A Potomac man looked out his kitchen window Friday afternoon and saw an animal in the middle of a pond surrounded by ice.
This Story

"It looked like an otter," Tony Credico recalled. "Then it dawned on me: They're not around here."

Credico walked to his porch and looked to the pond 50 yards away. It was Tully, his neighbor's yellow Lab. He called 911.

Rescuers appeared minutes later and donned their water gear. They trudged through snow that was nearly up to their waists and used a knife to cut through a fence to get to the pond, which is near the 9000 block of Belmart Road.

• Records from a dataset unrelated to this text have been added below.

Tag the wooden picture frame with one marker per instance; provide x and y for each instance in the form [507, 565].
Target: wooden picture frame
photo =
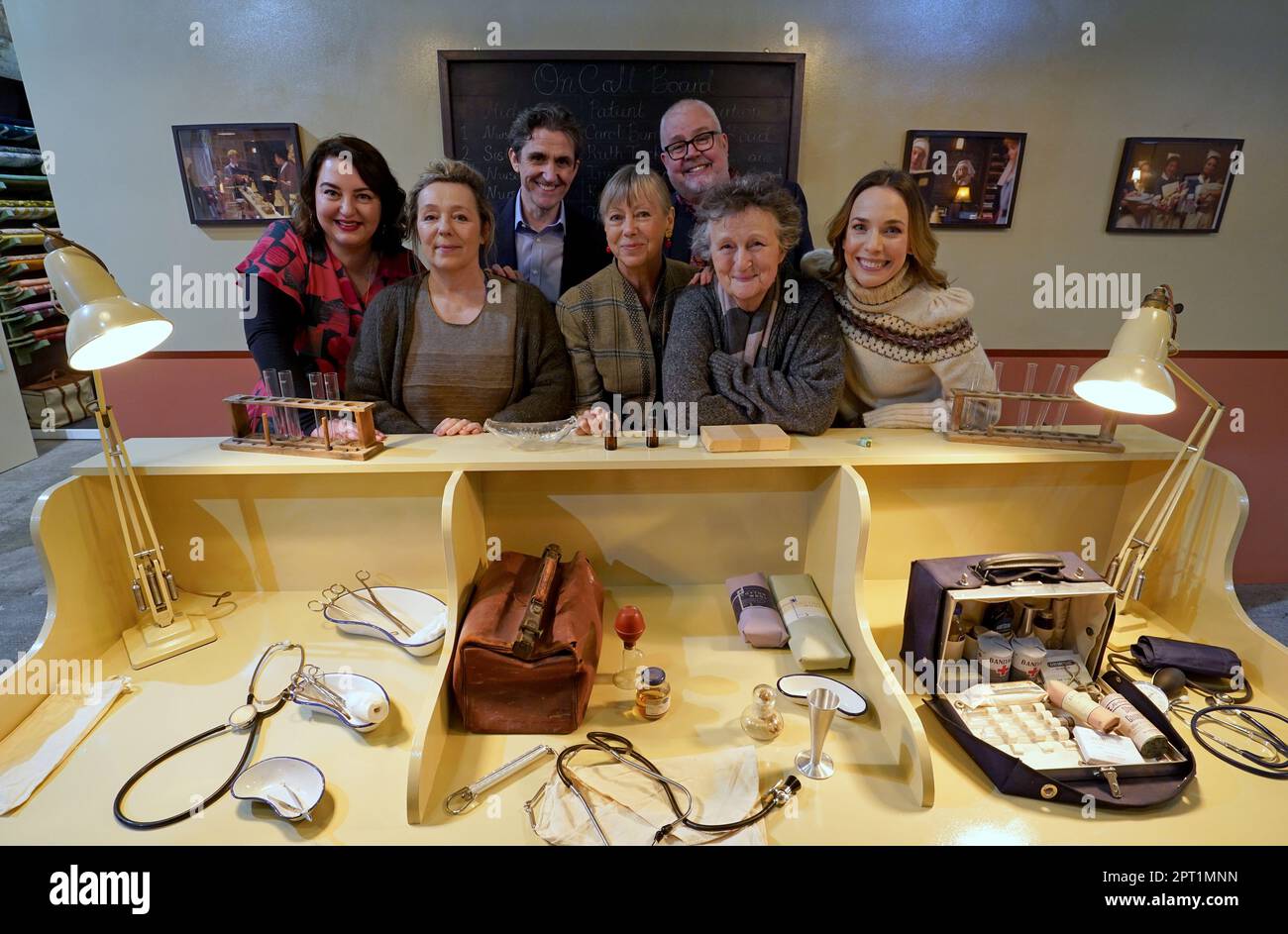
[616, 97]
[217, 193]
[1146, 198]
[965, 176]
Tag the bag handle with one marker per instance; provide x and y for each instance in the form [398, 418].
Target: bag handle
[529, 629]
[1014, 566]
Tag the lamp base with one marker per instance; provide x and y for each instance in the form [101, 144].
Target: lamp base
[150, 643]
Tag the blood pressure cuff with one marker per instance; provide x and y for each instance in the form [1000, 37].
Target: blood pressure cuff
[1206, 661]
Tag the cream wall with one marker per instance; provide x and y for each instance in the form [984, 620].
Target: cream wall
[108, 77]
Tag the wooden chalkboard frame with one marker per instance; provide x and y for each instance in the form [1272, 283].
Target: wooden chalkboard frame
[794, 58]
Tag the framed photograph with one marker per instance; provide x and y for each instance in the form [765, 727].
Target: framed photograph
[239, 172]
[1172, 184]
[967, 178]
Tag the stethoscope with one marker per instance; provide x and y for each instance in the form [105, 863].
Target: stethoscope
[1267, 754]
[625, 753]
[245, 719]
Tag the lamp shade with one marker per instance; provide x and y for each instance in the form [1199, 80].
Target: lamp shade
[103, 326]
[1133, 377]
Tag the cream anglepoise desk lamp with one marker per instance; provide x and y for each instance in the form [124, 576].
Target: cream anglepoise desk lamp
[1136, 377]
[104, 329]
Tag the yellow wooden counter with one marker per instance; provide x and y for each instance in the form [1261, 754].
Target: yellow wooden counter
[664, 528]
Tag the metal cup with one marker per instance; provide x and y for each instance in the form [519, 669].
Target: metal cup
[812, 762]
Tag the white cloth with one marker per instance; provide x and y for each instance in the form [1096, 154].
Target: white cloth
[631, 806]
[40, 742]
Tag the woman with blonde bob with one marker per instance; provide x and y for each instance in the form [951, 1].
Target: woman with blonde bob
[614, 324]
[907, 341]
[447, 350]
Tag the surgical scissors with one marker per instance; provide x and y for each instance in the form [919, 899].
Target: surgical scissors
[331, 595]
[362, 578]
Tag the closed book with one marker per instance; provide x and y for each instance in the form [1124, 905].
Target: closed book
[725, 438]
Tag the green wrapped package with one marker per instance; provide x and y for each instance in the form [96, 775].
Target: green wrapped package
[811, 635]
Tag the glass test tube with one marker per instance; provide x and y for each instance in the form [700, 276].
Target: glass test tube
[997, 384]
[271, 414]
[333, 393]
[1030, 375]
[1052, 388]
[1068, 390]
[290, 416]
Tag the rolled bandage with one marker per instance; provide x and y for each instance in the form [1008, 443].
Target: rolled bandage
[368, 707]
[1149, 740]
[1082, 707]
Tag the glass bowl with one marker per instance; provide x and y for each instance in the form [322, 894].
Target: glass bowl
[531, 436]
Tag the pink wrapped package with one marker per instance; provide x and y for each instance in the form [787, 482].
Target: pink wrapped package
[758, 616]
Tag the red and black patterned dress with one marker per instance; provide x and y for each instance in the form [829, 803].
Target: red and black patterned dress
[312, 324]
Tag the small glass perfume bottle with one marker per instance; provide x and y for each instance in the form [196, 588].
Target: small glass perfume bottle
[652, 693]
[629, 628]
[760, 719]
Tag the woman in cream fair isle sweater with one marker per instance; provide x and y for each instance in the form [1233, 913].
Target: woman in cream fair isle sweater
[907, 341]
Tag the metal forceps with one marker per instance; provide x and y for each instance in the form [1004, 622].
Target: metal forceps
[364, 576]
[309, 677]
[330, 595]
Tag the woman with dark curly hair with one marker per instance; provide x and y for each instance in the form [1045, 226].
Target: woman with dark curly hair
[318, 270]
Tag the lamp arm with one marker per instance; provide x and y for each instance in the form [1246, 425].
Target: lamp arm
[1127, 569]
[154, 585]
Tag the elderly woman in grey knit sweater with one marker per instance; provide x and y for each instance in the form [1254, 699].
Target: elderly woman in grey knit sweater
[759, 344]
[445, 351]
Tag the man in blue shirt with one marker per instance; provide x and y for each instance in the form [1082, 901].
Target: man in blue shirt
[539, 239]
[696, 156]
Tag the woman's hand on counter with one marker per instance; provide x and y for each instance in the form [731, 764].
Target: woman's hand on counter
[459, 427]
[593, 420]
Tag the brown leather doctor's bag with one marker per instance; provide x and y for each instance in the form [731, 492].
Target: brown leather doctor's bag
[527, 652]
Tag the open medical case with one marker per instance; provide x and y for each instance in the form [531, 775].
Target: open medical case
[939, 587]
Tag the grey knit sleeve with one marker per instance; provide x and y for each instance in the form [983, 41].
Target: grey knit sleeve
[548, 375]
[370, 367]
[686, 367]
[804, 394]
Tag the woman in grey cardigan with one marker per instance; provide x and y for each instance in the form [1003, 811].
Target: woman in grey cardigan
[759, 344]
[447, 350]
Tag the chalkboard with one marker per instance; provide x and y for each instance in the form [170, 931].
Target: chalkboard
[618, 98]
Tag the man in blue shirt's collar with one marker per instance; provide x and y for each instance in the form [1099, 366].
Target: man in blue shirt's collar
[540, 241]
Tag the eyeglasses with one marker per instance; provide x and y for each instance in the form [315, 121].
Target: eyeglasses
[702, 142]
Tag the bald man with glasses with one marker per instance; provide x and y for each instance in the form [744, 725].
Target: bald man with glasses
[696, 157]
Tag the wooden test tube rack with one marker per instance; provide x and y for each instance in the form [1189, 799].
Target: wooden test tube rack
[362, 449]
[1031, 436]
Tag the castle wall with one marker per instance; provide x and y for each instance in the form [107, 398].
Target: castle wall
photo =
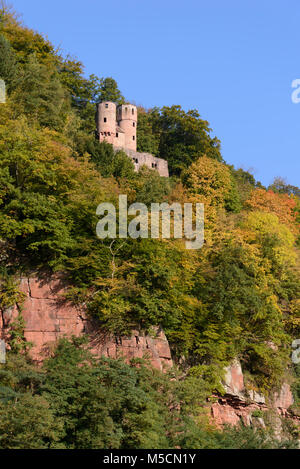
[106, 122]
[141, 159]
[117, 126]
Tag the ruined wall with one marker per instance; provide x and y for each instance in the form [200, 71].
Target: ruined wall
[106, 122]
[127, 121]
[118, 126]
[49, 317]
[140, 159]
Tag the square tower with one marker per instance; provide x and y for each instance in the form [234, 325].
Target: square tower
[127, 121]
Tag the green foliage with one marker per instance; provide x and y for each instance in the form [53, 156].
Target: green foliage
[237, 296]
[8, 63]
[109, 91]
[179, 137]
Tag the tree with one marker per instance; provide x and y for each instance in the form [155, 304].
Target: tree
[109, 91]
[8, 64]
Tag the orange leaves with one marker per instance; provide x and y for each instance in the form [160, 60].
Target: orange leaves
[281, 205]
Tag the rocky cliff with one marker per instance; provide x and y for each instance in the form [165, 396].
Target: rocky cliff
[48, 317]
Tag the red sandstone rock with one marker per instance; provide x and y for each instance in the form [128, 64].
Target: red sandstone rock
[49, 317]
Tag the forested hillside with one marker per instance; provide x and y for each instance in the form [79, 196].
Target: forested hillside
[238, 296]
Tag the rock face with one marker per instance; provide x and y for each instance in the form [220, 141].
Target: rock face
[241, 404]
[49, 317]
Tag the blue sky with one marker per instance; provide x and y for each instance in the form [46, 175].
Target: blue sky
[232, 60]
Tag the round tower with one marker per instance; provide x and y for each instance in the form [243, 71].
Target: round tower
[106, 121]
[127, 120]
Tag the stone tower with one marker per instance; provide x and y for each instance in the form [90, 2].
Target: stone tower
[106, 122]
[127, 121]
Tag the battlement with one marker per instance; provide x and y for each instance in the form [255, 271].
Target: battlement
[117, 125]
[141, 159]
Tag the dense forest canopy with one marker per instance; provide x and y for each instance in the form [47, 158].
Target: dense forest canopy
[239, 296]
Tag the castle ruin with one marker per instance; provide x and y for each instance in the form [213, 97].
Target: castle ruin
[117, 125]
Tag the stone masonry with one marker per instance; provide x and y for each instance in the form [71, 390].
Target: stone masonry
[117, 125]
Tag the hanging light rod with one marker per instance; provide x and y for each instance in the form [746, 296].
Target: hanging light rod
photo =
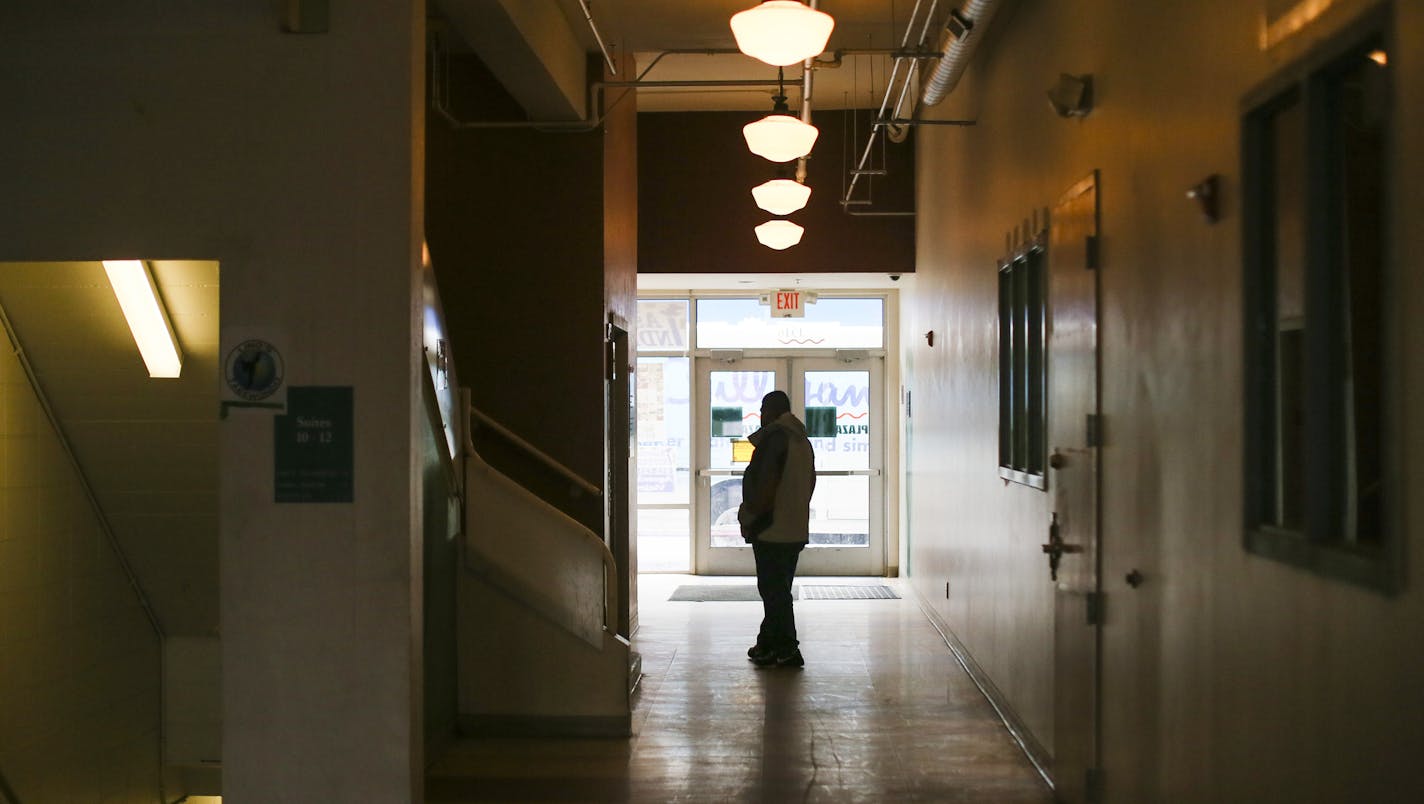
[907, 121]
[781, 137]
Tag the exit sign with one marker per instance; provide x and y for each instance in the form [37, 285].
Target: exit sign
[788, 305]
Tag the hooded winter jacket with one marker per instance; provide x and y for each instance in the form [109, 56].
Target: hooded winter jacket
[778, 483]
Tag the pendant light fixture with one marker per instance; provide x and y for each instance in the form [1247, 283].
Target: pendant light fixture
[782, 32]
[781, 197]
[779, 234]
[781, 137]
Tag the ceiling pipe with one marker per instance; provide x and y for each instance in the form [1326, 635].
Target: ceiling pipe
[910, 59]
[613, 69]
[808, 70]
[966, 27]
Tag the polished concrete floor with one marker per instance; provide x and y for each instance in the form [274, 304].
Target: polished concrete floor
[882, 712]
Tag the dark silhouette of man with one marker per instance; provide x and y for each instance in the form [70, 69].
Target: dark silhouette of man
[775, 518]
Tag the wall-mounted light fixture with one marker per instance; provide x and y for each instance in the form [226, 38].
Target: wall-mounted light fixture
[147, 318]
[779, 234]
[781, 197]
[1071, 96]
[781, 137]
[782, 32]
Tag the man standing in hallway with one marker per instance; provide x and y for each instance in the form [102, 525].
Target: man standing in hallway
[775, 518]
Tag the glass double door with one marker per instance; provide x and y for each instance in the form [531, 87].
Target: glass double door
[840, 404]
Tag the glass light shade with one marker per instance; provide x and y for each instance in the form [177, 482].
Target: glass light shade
[782, 32]
[781, 137]
[781, 197]
[779, 234]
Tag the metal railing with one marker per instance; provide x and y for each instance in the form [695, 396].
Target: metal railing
[486, 420]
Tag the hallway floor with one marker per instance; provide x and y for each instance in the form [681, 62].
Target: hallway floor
[882, 712]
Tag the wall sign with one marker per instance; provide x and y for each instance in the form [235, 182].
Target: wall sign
[315, 446]
[788, 305]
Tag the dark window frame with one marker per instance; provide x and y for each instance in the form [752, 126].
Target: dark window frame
[1023, 365]
[1326, 542]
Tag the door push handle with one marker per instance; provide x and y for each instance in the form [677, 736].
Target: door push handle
[1055, 548]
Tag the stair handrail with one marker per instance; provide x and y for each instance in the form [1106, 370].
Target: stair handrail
[585, 535]
[538, 454]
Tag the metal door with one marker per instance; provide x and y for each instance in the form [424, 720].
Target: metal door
[1074, 440]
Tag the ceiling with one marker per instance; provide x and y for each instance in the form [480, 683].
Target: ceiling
[147, 447]
[647, 27]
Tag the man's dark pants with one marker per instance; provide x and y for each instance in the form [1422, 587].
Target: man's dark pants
[775, 571]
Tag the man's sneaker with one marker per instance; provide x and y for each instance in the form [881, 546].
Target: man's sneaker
[792, 659]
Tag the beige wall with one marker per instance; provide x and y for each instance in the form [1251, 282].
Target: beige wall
[79, 676]
[1226, 678]
[295, 161]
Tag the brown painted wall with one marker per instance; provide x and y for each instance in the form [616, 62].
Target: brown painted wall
[695, 181]
[1226, 676]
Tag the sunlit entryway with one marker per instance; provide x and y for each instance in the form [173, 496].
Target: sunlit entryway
[705, 360]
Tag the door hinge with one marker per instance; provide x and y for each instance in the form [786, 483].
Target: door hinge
[1095, 604]
[1092, 784]
[1094, 430]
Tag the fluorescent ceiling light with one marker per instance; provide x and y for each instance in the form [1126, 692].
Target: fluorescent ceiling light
[147, 319]
[781, 197]
[779, 234]
[781, 137]
[782, 32]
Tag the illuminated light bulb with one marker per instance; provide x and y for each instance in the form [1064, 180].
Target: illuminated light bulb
[781, 137]
[782, 32]
[779, 234]
[147, 319]
[781, 197]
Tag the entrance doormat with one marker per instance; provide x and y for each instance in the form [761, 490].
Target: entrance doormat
[855, 592]
[718, 594]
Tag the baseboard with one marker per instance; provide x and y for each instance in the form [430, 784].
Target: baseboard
[1033, 749]
[546, 726]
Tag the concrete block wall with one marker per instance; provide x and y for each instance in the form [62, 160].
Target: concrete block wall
[79, 659]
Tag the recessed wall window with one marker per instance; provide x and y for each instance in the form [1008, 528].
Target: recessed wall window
[1316, 165]
[1021, 367]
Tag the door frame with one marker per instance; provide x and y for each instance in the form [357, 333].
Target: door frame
[789, 374]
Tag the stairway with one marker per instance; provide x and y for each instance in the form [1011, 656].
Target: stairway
[538, 651]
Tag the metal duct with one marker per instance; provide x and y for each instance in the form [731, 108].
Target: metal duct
[963, 32]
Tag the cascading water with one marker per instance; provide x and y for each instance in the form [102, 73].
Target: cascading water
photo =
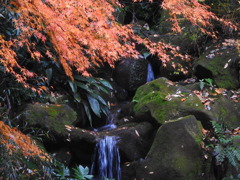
[107, 159]
[150, 74]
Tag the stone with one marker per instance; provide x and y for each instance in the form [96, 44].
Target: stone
[131, 73]
[51, 118]
[220, 62]
[175, 153]
[162, 100]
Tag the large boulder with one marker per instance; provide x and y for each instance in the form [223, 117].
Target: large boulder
[50, 118]
[227, 112]
[220, 61]
[131, 73]
[134, 141]
[175, 153]
[165, 101]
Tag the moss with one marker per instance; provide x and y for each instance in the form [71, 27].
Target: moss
[182, 163]
[223, 77]
[151, 97]
[50, 117]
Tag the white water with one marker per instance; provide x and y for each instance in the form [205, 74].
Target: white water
[150, 75]
[107, 159]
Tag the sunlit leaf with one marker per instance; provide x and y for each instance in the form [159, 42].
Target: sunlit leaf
[94, 104]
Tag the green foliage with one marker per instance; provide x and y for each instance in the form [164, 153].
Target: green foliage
[88, 91]
[82, 173]
[63, 172]
[15, 166]
[207, 81]
[225, 148]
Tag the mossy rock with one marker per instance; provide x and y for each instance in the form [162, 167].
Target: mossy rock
[52, 118]
[131, 73]
[221, 63]
[165, 102]
[227, 112]
[175, 153]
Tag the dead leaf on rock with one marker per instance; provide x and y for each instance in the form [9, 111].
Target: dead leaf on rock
[137, 132]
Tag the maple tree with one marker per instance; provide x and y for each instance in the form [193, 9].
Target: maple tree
[85, 34]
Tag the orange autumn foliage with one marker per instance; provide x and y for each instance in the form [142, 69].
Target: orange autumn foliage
[84, 34]
[16, 142]
[195, 12]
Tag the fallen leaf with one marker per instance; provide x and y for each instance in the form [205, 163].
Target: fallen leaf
[137, 133]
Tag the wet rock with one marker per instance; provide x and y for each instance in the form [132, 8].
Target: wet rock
[131, 73]
[164, 101]
[49, 118]
[174, 154]
[134, 141]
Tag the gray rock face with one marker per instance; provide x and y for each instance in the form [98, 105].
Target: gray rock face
[174, 154]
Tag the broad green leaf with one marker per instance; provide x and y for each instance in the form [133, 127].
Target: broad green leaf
[77, 97]
[84, 86]
[209, 80]
[102, 100]
[73, 86]
[146, 54]
[91, 80]
[95, 106]
[201, 84]
[105, 110]
[103, 90]
[105, 83]
[86, 108]
[49, 75]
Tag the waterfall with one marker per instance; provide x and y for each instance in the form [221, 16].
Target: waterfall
[107, 159]
[150, 74]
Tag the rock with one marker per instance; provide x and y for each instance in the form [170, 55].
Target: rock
[63, 155]
[174, 154]
[165, 101]
[134, 141]
[220, 62]
[131, 73]
[49, 118]
[226, 111]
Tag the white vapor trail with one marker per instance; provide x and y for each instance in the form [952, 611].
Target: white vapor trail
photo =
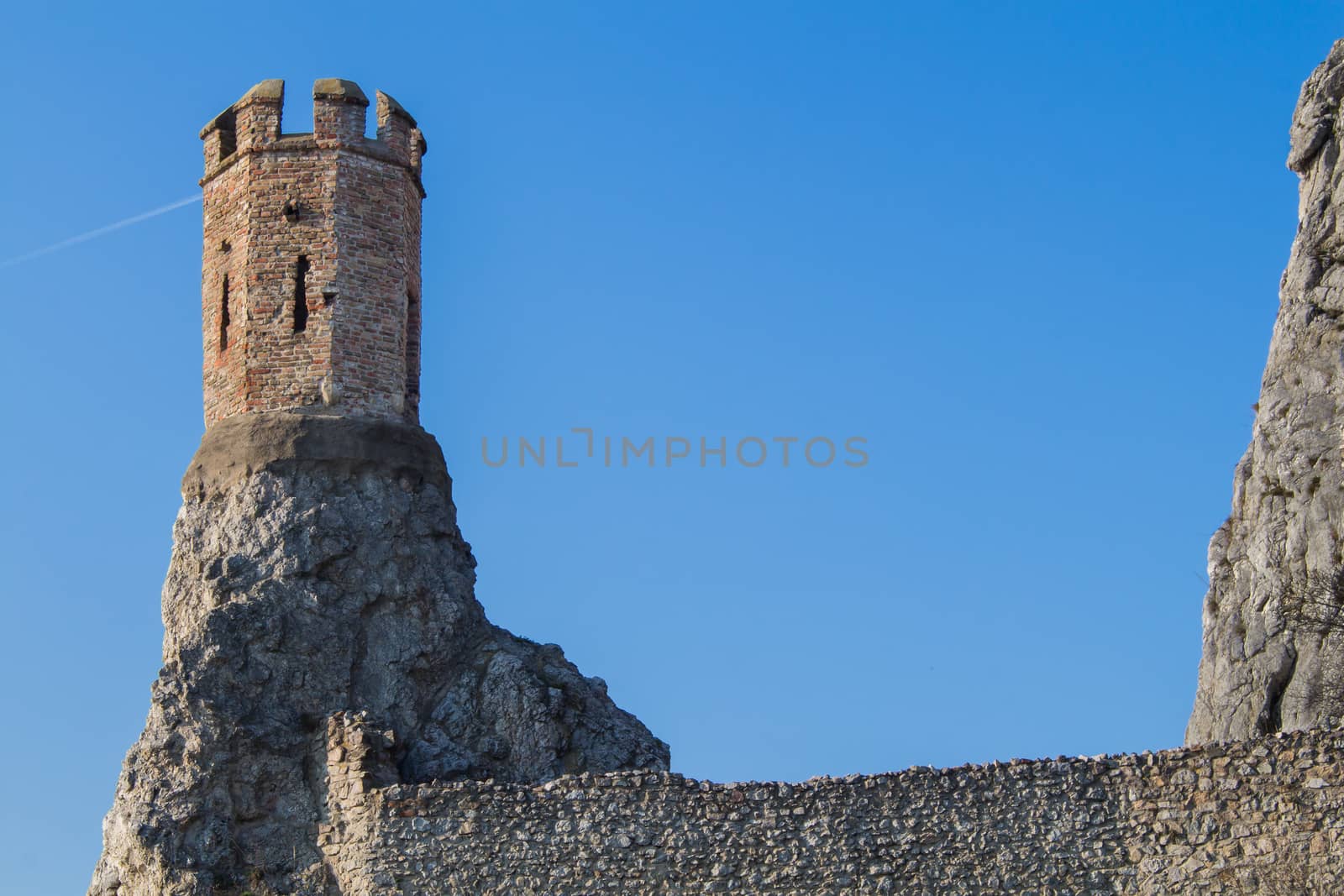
[93, 234]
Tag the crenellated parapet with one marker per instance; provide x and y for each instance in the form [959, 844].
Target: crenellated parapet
[311, 259]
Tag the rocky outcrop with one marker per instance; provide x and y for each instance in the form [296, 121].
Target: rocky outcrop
[318, 570]
[1273, 640]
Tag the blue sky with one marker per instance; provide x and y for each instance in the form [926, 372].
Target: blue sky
[1028, 251]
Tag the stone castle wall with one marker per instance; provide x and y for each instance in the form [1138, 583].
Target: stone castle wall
[311, 258]
[1252, 817]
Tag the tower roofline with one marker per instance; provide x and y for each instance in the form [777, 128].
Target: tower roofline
[253, 125]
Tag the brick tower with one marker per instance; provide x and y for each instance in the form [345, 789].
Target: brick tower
[311, 262]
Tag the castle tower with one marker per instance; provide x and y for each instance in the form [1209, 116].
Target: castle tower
[311, 259]
[319, 586]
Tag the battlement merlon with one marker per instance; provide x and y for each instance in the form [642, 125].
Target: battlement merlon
[253, 123]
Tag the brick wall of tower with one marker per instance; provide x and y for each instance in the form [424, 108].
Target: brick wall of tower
[333, 214]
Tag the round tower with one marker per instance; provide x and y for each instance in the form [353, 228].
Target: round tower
[311, 259]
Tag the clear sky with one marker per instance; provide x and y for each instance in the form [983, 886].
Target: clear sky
[1028, 251]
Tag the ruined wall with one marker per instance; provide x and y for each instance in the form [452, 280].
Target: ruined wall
[1252, 817]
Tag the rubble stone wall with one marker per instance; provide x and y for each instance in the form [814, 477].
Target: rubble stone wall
[1252, 817]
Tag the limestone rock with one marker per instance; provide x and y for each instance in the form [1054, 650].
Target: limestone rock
[318, 569]
[1265, 665]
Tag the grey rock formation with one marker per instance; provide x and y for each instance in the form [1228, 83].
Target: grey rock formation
[318, 569]
[1273, 636]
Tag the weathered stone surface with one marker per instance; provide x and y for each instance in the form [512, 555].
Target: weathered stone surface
[1256, 817]
[331, 578]
[1265, 667]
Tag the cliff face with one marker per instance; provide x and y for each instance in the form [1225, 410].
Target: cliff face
[318, 569]
[1273, 631]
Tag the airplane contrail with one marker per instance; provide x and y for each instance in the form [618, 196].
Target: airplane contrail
[108, 228]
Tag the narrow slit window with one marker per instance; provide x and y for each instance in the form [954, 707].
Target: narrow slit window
[302, 295]
[412, 348]
[223, 313]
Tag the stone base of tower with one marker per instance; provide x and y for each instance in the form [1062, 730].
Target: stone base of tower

Tully, 4, had been swimming around the pond, looking for an exit. At the ice's edges, he was too tired to raise his front paws, so he tried to rest his lower jaw on the ice, cutting himself slightly, said his owner, Bruce Stewart. And he kept slipping back into the water.

"Hold on there, buddy!" Stewart and his 14-year-old son Patrick yelled. "You're a good boy!"

As Rashad Surratt, a firefighter trained to pluck humans from the nearby Potomac River, entered the pond, Tully paddled toward him, Surratt said. The rescuer wrapped his arms and a harness around the dog, who quit moving. "He just gave up," Surratt said Saturday. "He was really, really tired."

Other firefighters were able to help pull Tully across the ice and get him to the shore. The dog, with his cream-colored coat soaking wet, had trouble standing. "Lots of whimpering, shivering, murmuring," Stewart said.

Stewart, an executive at text-messaging company kgb, figures Tully walked beyond his electronic fence, which had been disabled by the snow. Nearby lives Balto, an Alaskan malamute. "I think he said, 'I'm going to go visit my friend,' and wandered out onto the ice, and it broke," Stewart said.

Tully was wrapped in coats and blankets, loaded onto a toboggan and pulled home by firefighters and residents. The rescuers told the Stewarts not to submerge him in a hot bath because it might shock his system. They were advised to dry him off and wrap him in blankets, perhaps next to a fire.

"Best we can tell," Stewart said Friday, four hours after the rescue, "he's back to normal."